Version 13

    Cross talking

     

    When we have IP multicast based clusters (ie. using the UDP transport) and have them configured as

     

    Cluster-1: <UDP mcast_addr="232.10.10.10" mcast_port="5000" ... />

     

    Cluster-2: <UDP mcast_addr="232.20.20.20" mcast_port="5000" ... />,

     

    then there might be cross talking between Cluster-1 and Cluster-2 on certain Linux operating systems (not on Mac OSX or Windows XP). Cross talking means that both clusters will see each other's traffic.

     

    The reason is that we don't bind the MulticastSocket to the multicast address at creation time (new MulticastSocket(SocketAddress)).

     

    This was changed in JGRP-639, but there are problems related to IPv6 with this approach:

     

    • If the stack is IPv6 (default on most Linux distros nowadays) and we pass an IPv4 multicast address (e.g. 232.5.5.5), then the creation of the MulticastSocket will fail because IPv6 will not be able to interpret 232.5.5.5 as a valid IPv6 address. In this case, use a valid one, such as FFFF::232.5.5.5 or one defined by IANA, e.g. FF02:0:0:0:0:0:0:3. If this is the case, JGroups will catch the bind exception, create an unbound MulticastSocket and log a warning message.
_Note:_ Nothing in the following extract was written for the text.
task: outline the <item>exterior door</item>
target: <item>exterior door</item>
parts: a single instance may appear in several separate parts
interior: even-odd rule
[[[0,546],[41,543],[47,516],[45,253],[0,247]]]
Alternatively, use -Djava.net.preferIPv4Stack=true to force use of the IPv4 stack.

     

    • If the stack is IPv4 and we pass an IPv6 multicast address, the bind and/or subsequent MulticastSocket.join() will fail if there is no IPv6 stack configured or -Djava.net.preferIPv4Stack=true is set. In this case, use an IPv4 multicast address instead, or force use of the IPv6 stack by setting -Djava.net.preferIPv6Addresses=true.

     

    Unfortunately, there is currently no way to find out which stacks are available on a system and which one is the default, so we have to issue the warning.

     

     

    UPDATE

    Although this worked on Linux, binding didn't work on Windows XP (although the mcast_addr was correct and the stack was the right one too) and sending didn't work on Mac OSX.

     

    I'm rolling back the changes I made in JGRP-639, and the behavior is the old one.

     

    ANOTHER UPDATE

     

    In JGroups 2.6.5 and 2.6.6 Bela made changes to the JGroups UDP and MPING protocols such that on Linux systems the cross-talking problem doesn't occur. JGroups now checks the os.name system property to see if the OS is Linux; if it is the MulticastSocket constructor described above is used.